I believe there are a lot of good articles about this around the Web, but here is a short summary.

Both UTF-8 and UTF-16 are variable length encodings. However, in UTF-8 a character may occupy a minimum of 8 bits, while in UTF-16 character length starts with 16 bits.

Main UTF-8 pros:

• Basic ASCII characters like digits, Latin characters with no accents, etc. occupy one byte which is identical to US-ASCII representation. This way all US-ASCII strings become valid UTF-8, which provides decent backwards compatibility in many cases.
• No null bytes, which allows to use null-terminated strings, this introduces a great deal of backwards compatibility too.
• UTF-8 is independent of byte order, so you don't have to worry about Big Endian / Little Endian issue.

Main UTF-8 cons:

• Many common characters have different length, which slows indexing by codepoint and calculating a codepoint count terribly.
• Even though byte order doesn't matter, sometimes UTF-8 still has BOM (byte order mark) which serves to notify that the text is encoded in UTF-8, and also breaks compatibility with ASCII software even if the text only contains ASCII characters.

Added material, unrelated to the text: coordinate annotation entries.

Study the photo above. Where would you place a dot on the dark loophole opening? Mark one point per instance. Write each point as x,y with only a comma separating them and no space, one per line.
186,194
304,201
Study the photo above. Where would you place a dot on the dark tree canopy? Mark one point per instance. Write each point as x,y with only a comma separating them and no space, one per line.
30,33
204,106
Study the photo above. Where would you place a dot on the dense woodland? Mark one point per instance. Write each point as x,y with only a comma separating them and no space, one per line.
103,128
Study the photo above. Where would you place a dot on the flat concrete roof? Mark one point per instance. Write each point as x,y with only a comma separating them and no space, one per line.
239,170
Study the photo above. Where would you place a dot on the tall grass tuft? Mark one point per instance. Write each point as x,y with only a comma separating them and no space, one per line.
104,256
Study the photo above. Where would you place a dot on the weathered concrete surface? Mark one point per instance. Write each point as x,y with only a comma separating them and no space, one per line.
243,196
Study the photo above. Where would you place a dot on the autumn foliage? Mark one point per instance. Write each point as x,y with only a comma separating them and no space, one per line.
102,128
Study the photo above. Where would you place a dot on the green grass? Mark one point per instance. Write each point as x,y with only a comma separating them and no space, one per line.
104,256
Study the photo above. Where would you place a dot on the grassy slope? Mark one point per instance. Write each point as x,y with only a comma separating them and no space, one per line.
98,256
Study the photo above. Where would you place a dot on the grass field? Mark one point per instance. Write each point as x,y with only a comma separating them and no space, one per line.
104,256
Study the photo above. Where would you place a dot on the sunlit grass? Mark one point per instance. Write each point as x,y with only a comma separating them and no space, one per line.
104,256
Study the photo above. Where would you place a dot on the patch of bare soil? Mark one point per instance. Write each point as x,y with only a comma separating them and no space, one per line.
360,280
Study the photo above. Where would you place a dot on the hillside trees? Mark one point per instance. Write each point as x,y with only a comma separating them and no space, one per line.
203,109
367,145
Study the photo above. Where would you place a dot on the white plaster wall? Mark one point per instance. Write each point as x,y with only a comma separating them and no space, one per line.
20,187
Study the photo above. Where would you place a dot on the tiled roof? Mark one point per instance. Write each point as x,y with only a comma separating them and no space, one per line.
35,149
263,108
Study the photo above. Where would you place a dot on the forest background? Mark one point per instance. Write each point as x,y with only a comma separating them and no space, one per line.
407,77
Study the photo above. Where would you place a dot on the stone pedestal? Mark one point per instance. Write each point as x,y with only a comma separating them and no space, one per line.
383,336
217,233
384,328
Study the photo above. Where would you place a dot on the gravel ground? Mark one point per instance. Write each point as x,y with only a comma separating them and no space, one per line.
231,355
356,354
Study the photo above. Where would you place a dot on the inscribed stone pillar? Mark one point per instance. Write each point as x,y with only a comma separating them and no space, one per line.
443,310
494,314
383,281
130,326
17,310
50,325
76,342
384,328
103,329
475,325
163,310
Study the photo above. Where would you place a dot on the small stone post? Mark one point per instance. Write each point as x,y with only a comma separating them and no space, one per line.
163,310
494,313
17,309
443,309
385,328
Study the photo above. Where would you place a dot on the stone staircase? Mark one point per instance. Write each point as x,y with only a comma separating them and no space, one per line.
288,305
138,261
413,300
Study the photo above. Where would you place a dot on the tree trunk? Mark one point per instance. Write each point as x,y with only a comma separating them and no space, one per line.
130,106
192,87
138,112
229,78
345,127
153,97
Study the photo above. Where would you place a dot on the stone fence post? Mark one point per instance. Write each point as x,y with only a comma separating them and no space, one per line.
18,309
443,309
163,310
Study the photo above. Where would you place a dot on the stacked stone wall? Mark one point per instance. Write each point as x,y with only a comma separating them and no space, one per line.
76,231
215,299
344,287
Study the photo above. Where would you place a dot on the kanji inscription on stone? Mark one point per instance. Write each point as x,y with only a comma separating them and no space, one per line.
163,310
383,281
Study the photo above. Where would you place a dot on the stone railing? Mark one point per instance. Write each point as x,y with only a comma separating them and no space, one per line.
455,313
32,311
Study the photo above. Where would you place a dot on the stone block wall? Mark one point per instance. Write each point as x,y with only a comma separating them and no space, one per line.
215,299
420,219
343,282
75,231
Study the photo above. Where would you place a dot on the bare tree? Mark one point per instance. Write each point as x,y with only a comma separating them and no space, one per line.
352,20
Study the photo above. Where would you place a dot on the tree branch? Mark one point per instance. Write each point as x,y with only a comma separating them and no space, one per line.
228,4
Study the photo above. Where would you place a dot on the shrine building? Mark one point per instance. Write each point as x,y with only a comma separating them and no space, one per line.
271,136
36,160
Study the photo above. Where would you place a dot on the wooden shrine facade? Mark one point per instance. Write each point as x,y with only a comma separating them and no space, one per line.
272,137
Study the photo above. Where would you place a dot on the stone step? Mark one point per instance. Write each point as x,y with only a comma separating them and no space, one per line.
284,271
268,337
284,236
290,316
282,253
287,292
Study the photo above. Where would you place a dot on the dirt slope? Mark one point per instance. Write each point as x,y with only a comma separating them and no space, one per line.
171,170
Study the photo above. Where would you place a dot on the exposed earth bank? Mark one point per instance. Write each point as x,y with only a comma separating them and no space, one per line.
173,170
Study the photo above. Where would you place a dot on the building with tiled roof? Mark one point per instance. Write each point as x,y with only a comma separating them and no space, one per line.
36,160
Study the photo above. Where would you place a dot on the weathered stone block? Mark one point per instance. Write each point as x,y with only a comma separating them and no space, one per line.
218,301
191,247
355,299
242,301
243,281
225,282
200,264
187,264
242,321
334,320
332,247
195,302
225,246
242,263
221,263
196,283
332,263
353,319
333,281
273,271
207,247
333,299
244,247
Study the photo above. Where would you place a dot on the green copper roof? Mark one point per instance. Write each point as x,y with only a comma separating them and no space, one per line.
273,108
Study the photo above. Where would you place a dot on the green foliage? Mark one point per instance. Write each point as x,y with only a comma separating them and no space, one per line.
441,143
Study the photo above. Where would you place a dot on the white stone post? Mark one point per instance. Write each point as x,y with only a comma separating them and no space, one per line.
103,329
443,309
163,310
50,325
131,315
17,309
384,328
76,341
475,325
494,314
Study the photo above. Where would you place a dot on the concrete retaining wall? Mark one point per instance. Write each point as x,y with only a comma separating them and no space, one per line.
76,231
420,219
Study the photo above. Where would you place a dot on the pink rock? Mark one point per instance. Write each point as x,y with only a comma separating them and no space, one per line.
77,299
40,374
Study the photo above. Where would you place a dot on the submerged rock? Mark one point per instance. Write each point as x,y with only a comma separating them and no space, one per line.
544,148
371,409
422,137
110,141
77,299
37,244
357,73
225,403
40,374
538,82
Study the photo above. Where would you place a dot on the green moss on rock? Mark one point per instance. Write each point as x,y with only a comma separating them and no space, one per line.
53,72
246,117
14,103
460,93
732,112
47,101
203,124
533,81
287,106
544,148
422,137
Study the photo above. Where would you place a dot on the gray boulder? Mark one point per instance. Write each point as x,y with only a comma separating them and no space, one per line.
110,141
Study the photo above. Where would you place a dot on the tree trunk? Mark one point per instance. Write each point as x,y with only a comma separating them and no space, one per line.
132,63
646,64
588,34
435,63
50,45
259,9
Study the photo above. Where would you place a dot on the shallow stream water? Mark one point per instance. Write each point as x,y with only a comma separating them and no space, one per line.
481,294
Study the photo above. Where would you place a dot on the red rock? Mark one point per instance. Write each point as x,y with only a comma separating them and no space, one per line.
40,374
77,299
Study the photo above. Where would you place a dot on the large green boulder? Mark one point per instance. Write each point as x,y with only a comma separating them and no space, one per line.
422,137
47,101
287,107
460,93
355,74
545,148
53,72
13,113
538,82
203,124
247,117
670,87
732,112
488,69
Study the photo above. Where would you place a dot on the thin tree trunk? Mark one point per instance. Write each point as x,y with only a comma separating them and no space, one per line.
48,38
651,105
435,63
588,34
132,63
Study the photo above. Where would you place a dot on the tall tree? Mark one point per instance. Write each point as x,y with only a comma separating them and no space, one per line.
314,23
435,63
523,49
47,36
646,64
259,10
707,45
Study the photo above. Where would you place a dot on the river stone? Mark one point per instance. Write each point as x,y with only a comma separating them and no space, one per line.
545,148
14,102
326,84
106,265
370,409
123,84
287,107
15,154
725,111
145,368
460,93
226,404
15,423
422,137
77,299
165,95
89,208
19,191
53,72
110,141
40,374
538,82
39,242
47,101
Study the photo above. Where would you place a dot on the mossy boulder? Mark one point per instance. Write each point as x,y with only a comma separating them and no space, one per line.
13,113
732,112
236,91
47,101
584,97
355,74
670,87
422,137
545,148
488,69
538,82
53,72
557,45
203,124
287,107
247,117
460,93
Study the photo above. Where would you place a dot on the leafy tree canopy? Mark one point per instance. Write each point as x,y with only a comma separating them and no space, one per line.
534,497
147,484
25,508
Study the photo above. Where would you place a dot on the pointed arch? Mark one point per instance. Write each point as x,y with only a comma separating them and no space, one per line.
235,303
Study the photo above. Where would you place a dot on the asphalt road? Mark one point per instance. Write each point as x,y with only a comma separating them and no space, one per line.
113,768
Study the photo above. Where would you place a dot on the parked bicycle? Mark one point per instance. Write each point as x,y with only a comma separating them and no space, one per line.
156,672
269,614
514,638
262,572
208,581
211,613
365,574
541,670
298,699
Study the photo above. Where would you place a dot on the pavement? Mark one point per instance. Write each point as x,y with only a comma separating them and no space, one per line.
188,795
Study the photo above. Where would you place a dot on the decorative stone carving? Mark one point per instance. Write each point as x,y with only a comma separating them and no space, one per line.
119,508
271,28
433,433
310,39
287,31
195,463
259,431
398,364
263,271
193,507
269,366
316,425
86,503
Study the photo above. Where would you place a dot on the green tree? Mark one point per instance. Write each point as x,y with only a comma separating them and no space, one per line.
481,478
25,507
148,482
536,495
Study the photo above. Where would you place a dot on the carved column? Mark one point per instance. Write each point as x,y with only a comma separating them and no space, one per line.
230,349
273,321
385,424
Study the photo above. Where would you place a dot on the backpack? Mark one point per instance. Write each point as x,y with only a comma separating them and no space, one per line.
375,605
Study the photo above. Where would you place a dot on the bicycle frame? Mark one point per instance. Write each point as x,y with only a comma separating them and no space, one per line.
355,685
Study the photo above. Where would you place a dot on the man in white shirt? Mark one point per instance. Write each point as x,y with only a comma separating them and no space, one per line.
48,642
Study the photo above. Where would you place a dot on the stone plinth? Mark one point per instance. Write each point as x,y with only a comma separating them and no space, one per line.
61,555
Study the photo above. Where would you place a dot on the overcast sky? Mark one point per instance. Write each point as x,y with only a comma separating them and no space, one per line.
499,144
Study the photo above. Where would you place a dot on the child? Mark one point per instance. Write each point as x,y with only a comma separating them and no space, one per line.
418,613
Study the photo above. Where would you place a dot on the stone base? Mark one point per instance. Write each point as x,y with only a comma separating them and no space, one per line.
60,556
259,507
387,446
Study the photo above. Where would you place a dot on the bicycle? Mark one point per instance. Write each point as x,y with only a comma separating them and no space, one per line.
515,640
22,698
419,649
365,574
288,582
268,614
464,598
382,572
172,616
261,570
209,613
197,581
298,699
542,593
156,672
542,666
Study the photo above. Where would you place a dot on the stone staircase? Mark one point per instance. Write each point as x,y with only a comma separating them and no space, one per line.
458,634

Microsoft software (like Notepad) especially likes to add BOM to UTF-8.

Main UTF-16 pros:

• BMP (basic multilingual plane) characters, including Latin, Cyrillic, most Chinese (the PRC made support for some codepoints outside BMP mandatory), most Japanese can be represented with 2 bytes. This speeds up indexing and calculating codepoint count in case the text does not contain supplementary characters.
• Even if the text has supplementary characters, they are still represented by pairs of 16-bit values, which means that the total length is still divisible by two and allows to use 16-bit char as the primitive component of the string.

Main UTF-16 cons:

• Lots of null bytes in US-ASCII strings, which means no null-terminated strings and a lot of wasted memory.
• Using it as a fixed-length encoding “mostly works” in many common scenarios (especially in US / EU / countries with Cyrillic alphabets / Israel / Arab countries / Iran and many others), often leading to broken support where it doesn't. This means the programmers have to be aware of surrogate pairs and handle them properly in cases where it matters!
• It's variable length, so counting or indexing codepoints is costly, though less than UTF-8.

In general, UTF-16 is usually better for in-memory representation because BE/LE is irrelevant there (just use native order) and indexing is faster (just don't forget to handle surrogate pairs properly). UTF-8, on the other hand, is extremely good for text files and network protocols because there is no BE/LE issue and null-termination often comes in handy, as well as ASCII-compatibility.

They're simply different schemes for representing Unicode characters.

Both are variable-length - UTF-16 uses 2 bytes for all characters in the basic multilingual plane (BMP) which contains most characters in common use.

UTF-8 uses between 1 and 3 bytes for characters in the BMP, up to 4 for characters in the current Unicode range of U+0000 to U+1FFFFF, and is extensible up to U+7FFFFFFF if that ever becomes necessary... but notably all ASCII characters are represented in a single byte each.

For the purposes of a message digest it won't matter which of these you pick, so long as everyone who tries to recreate the digest uses the same option.

See this page for more about UTF-8 and Unicode.

(Note that all Java characters are UTF-16 code points within the BMP; to represent characters above U+FFFF you need to use surrogate pairs in Java.)

Security: Use only UTF-8

Difference between UTF-8 and UTF-16? Why do we need these?

There have been at least a couple of security vulnerabilities in implementations of UTF-16. See Wikipedia for details.

• CVE-2008-2938
• CVE-2012-2135

WHATWG and W3C have now declared that only UTF-8 is to be used on the Web.

The [security] problems outlined here go away when exclusively using UTF-8, which is one of the many reasons that is now the mandatory encoding for all things.

Other groups are saying the same.

So while UTF-16 may continue being used internally by some systems such as Java and Windows, what little use of UTF-16 you may have seen in the past for data files, data exchange, and such, will likely fade away entirely.